Salatiel Soares Correia

Especial para o Jornal Opção

Na condição de técnico especializado em questões energéticas, senti um incômodo imenso ao ler, no Jornal Opção, a proposta do ex-prefeito de Aparecida de Goiânia e candidato a governador Gustavo Mendanha para sanar a falta de energia no Estado de Goiás.

Na edição do dia 23/8, o ex-prefeito de Aparecida afirma, categoricamente, que o Estado terá que aportar recursos da ordem de 2 bilhões de reais para que a Enel invista no suporte elétrico (linhas de transmissão).  Acrescentou, ainda, Sua Excelência, que “esta seria uma forma de solucionar a falta de energia no Estado”.

Ora, “bolas”! Vou logo dizendo: ao defender ações dessa natureza, o candidato convida a sociedade goiana a subsidiar uma empresa privada que chegou a Goiás implementando medidas que, de fato, levaram a empresa a obter extraordinários ganhos de gestão. Veja-se a valorização dessa multinacional no pouco tempo que está entre nós. (Privatizada por aproximadamente 2 bilhões, estima-se que a Enel poderá ser vendida por cerca — pasme! — de 8 bilhões de reais.)

Para obter ganhos em torno de bilhões de reais, essa multinacional foi bastante ágil, demitiu muita gente com salário alto para, em seguida, contratar profissionais com salários bem mais modestos. Além disso, implementou uma estrutura organizacional desenvolta, condizente com os investimentos em tecnologia que a empresa implementou.

Como se isso não bastasse, a empresa, impregnada pelo espírito do capitalismo, mostra-se mais próxima das regiões onde o PIB cresce e parece ter presença bem mais tímida nas regiões de baixo crescimento econômico. Agindo assim, a empresa obteve extraordinários ganhos de gestão, os quais, de acordo com lei, devem ser repartidos com a sociedade.

Se isso tivesse ocorrido, a Enel teria recursos para investir na expansão do sistema. A partir daí, Gustavo Mendanha, coloco uma pergunta que merece resposta: por que razão essa multinacional italiana não disponibilizou parte dos ganhos de gestão para atender à crescente demanda por energia em Goiás? Estamos, senhor Gustavo Mendanha, num mundo em que a empresa vai muito bem, já o Estado vai mal ante a escassez do que de principal impulsiona o crescimento da economia: a energia. O que é a baixa qualidade de energia se não o reflexo da escassez de investimentos no sistema?

Saída da Enel rompe pacto colonial

Cabe acrescentar, ainda, senhor Gustavo Mendanha, a análise de sábios como o engenheiro Sergio de Salvo Brito, de saudosa memória.

Em seus escritos, esse grande técnico demonstra um conceito que se enquadra perfeitamente à relação Enel-estado de Goiás.

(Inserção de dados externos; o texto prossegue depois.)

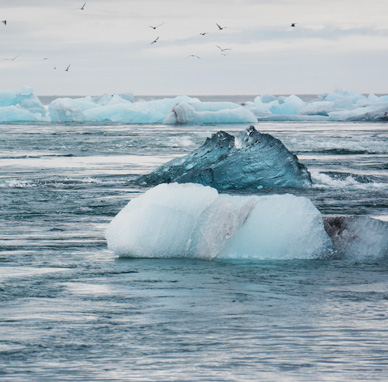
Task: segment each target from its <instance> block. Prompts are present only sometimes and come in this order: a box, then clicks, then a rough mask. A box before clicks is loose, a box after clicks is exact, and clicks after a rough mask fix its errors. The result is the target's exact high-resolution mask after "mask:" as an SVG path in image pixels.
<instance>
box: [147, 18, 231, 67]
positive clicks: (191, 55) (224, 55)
mask: <svg viewBox="0 0 388 382" xmlns="http://www.w3.org/2000/svg"><path fill="white" fill-rule="evenodd" d="M162 25H164V23H162V24H159V25H149V27H150V28H152V29H153V30H156V29H157V28H159V27H161V26H162ZM216 25H217V27H218V30H220V31H222V30H223V29H225V28H227V27H225V26H221V25H220V24H218V23H216ZM207 34H209V33H208V32H201V33H200V36H206V35H207ZM159 38H160V36H158V37H156V38H155V39H154V40H153V41H152V42H151V43H150V44H151V45H153V44H156V43H157V42H158V41H159ZM216 47H217V48H218V49H219V50H220V53H221V54H222V55H223V56H226V55H227V54H226V53H224V52H225V51H227V50H232V49H230V48H221V47H220V46H219V45H216ZM187 57H192V58H197V59H199V60H200V59H201V57H199V56H197V55H196V54H190V55H188V56H187Z"/></svg>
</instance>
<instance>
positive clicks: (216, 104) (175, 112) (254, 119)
mask: <svg viewBox="0 0 388 382" xmlns="http://www.w3.org/2000/svg"><path fill="white" fill-rule="evenodd" d="M255 122H257V118H256V117H255V115H254V114H253V113H252V112H251V111H250V110H248V109H246V108H244V107H242V106H240V105H238V104H236V103H232V102H195V103H187V102H181V103H178V104H177V105H175V106H174V107H173V108H172V110H171V112H170V113H169V115H168V116H167V118H166V119H165V120H164V123H165V124H206V123H224V124H225V123H255Z"/></svg>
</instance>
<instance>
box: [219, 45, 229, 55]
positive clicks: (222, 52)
mask: <svg viewBox="0 0 388 382" xmlns="http://www.w3.org/2000/svg"><path fill="white" fill-rule="evenodd" d="M216 47H217V48H218V49H219V50H220V51H221V53H223V52H224V51H225V50H232V49H230V48H221V47H220V46H218V45H216Z"/></svg>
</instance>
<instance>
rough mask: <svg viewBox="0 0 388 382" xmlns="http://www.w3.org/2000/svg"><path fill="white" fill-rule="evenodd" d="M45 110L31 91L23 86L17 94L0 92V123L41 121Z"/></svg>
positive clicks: (9, 92)
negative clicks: (1, 122) (23, 86)
mask: <svg viewBox="0 0 388 382" xmlns="http://www.w3.org/2000/svg"><path fill="white" fill-rule="evenodd" d="M45 114H46V108H45V107H44V106H43V104H42V103H41V102H40V100H39V98H38V97H36V96H35V95H34V93H33V89H32V88H30V87H28V86H24V87H22V89H21V90H20V91H19V92H11V91H7V90H0V122H20V121H41V120H44V117H45Z"/></svg>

Falo dos chamados pactos coloniais pelos quais o setor de energia exporta para a matriz os lucros, obtidos a partir dos ganhos de gestão produzidos pela considerável elevação da qualidade administrativa da empresa local. Eis aí uma típica relação de dependência que nada difere do ciclo do ouro em Goiás, quando vinham os bandeirantes, exploravam as regiões auríferas e iam embora levando o ouro às custas do subdesenvolvimento da região.

Concluo estes escritos, Gustavo Mendanha, com um conselho que o senhor não pediu, porém mesmo assim lhe dou: o governador Ronaldo Caiado intenciona expulsar a Enel do território goiano. Para isso, agirá politicamente em Brasília, dentro dos ditames da lei. Ao sinalizar nessa direção, o atual inquilino da Casa Verde percebeu, acertadamente, que só a saída da Enel do território goiano romperá com esse pacto colonial de remessa sem de lucros para matriz. Siga o exemplo dele, Gustavo Mendanha. O senhor mostrará grandeza política apoiando o futuro governador nessa luta de resgate da nossa dignidade.

Salatiel Soares Correia é engenheiro, bacharel em Administração de Empresas, mestre em Ciências pela Unicamp. É autor, entre outras obras, de “Cheiro de Biblioteca”.